I campioni riportati dalla missione Chang'e-6 hanno rivelato per la prima volta prove dirette dell'antica attività vulcanica, del campo magnetico e della composizione del mantello lunare sul lato più lontano della Luna - e stanno riscrivendo ciò che la scienza ha pensato sulla Luna negli ultimi 50 anni.

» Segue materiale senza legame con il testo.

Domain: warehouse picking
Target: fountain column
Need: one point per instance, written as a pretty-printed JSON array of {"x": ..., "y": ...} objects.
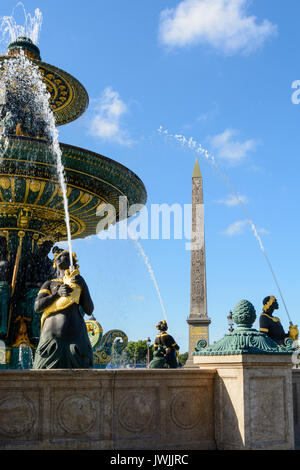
[{"x": 198, "y": 320}]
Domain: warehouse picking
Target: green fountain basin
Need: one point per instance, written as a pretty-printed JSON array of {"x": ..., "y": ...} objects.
[{"x": 30, "y": 196}]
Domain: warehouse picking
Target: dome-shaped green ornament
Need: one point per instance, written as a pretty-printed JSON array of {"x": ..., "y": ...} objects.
[{"x": 244, "y": 314}]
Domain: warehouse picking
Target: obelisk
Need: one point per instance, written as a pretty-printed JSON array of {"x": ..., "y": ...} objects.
[{"x": 198, "y": 320}]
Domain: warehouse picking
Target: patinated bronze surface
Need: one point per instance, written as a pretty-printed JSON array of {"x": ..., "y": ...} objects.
[
  {"x": 64, "y": 341},
  {"x": 165, "y": 349}
]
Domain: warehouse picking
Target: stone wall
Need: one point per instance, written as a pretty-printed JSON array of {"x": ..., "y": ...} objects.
[
  {"x": 99, "y": 409},
  {"x": 296, "y": 406}
]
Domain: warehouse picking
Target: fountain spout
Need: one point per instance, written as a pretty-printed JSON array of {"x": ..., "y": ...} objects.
[{"x": 22, "y": 43}]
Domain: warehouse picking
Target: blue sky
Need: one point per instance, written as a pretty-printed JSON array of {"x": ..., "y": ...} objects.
[{"x": 220, "y": 72}]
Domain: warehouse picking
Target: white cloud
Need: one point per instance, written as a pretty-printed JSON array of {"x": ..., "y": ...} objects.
[
  {"x": 231, "y": 149},
  {"x": 233, "y": 200},
  {"x": 108, "y": 112},
  {"x": 223, "y": 24},
  {"x": 138, "y": 297}
]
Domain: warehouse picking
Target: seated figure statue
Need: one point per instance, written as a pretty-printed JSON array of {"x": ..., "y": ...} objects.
[
  {"x": 165, "y": 349},
  {"x": 272, "y": 326},
  {"x": 64, "y": 342},
  {"x": 38, "y": 268}
]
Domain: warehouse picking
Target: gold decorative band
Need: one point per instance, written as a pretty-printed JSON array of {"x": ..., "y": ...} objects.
[{"x": 44, "y": 291}]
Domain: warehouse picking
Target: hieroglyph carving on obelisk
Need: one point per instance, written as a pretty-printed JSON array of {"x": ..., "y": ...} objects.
[{"x": 198, "y": 320}]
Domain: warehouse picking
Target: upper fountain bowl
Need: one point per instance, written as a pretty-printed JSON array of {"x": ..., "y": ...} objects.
[
  {"x": 68, "y": 97},
  {"x": 25, "y": 44}
]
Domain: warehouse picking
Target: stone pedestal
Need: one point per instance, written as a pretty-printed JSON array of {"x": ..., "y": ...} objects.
[
  {"x": 253, "y": 401},
  {"x": 253, "y": 387}
]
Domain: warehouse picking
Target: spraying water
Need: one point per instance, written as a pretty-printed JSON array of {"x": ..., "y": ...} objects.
[
  {"x": 150, "y": 270},
  {"x": 24, "y": 89},
  {"x": 197, "y": 147},
  {"x": 11, "y": 30}
]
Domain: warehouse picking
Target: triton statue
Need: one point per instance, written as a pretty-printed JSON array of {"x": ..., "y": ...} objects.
[
  {"x": 64, "y": 342},
  {"x": 272, "y": 325},
  {"x": 165, "y": 349}
]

I ricercatori cinesi hanno pubblicato quattro studi sulla rivista Nature I risultati principali dei campioni prelevati nel 2024 dal cratere South Pole-Aitken Basin, la formazione lunare più grande e più antica. Sono state scoperte prove di un'attività vulcanica di lunga durata (da 4,2 a 2,8 miliardi di anni fa), fluttuazioni del campo magnetico e un contenuto d'acqua significativamente inferiore rispetto al lato invertito della Luna.

La ricerca ha anche rivelato la presenza di elementi mancanti nel mantello, suggerendo che il gigantesco impatto che ha formato il cratere ha letteralmente "fuso" componenti chimici dall'interno della luna. Secondo scienziati come Wu Fuyuan e Yang Wei, i dati rappresentano la prima sonda diretta in assoluto nel sottosuolo profondo del lato opposto.

"La scoperta cambia completamente la visione dell'origine e dell'evoluzione della luna", ha dichiarato Mahesh Anand della Open University. La missione Chang'e solleva quindi la necessità di rivedere teorie vecchie di decenni".